Any single position held by the Index or ETF typically would represent only a very small percentage of the endowment, thus, any single company represents a very small percentage of the endowment. In addition, because rebalancing can occur as often as daily, the endowment’s exposure to a given index fund could change frequently. Given the purpose and limited use of index funds and ETFs in the endowment, and their importance as a portfolio management tool, Kenyon’s Community Engagement on Responsible Investment Policy does not prevent the holding of such funds. - Disclosure — Kenyon’s policy is to preserve the confidentiality of its endowment holdings, chiefly to honor its contractual obligations to the OCIO and third-party investment managers. Kenyon’s investment partners are among the best in the world, and part of their competitive advantage (and therefore Kenyon’s) is that they are skilled at finding differentiated investments. Even when contractually permitted, the disclosure of Kenyon’s holdings that are not publicly available would diminish that competitive advantage. In addition to maintaining the confidentiality of portfolio holdings, Kenyon seeks to maintain the confidentiality of its manager relationships. Because a key ingredient to Kenyon’s success is identifying the best investment managers, disclosing those relationships would likely increase competition for access to those managers.
D. Options
In considering the advice of the IC regarding a proposal for divestment, the Trustees may take any of the following actions:
- Direct the divestment of identified securities held in the name of the Trustees of Kenyon College either on an unconditional basis, or for some limited period of time. Additionally, share the College’s desire to adhere to this investment philosophy with the investment managers of co-mingled or pooled funds in which the College invests.

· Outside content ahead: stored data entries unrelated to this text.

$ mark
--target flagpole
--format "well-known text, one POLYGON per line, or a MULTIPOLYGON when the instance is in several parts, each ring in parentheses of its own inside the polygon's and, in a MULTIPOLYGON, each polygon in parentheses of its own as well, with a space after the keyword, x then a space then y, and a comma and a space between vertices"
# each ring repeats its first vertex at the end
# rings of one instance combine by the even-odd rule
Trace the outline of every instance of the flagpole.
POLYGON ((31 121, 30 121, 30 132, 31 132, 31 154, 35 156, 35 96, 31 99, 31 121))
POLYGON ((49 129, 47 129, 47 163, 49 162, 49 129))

- Refer the issue to the IC to determine if a more effective or preferred strategy would be to continue to hold the corporate securities and express the College’s view through the proxy voting process or by otherwise expressing the College’s view with a management letter or other vehicle in an effort to change the behavior that the Trustees determine to be the cause of substantial social injury.
- Refer the matter back to the ISD to review and resubmit the matter, if they believe appropriate, after some period of time.
- Determine that in the exercise of their fiduciary responsibilities, it is not consistent with the College’s mission or interest to take further action.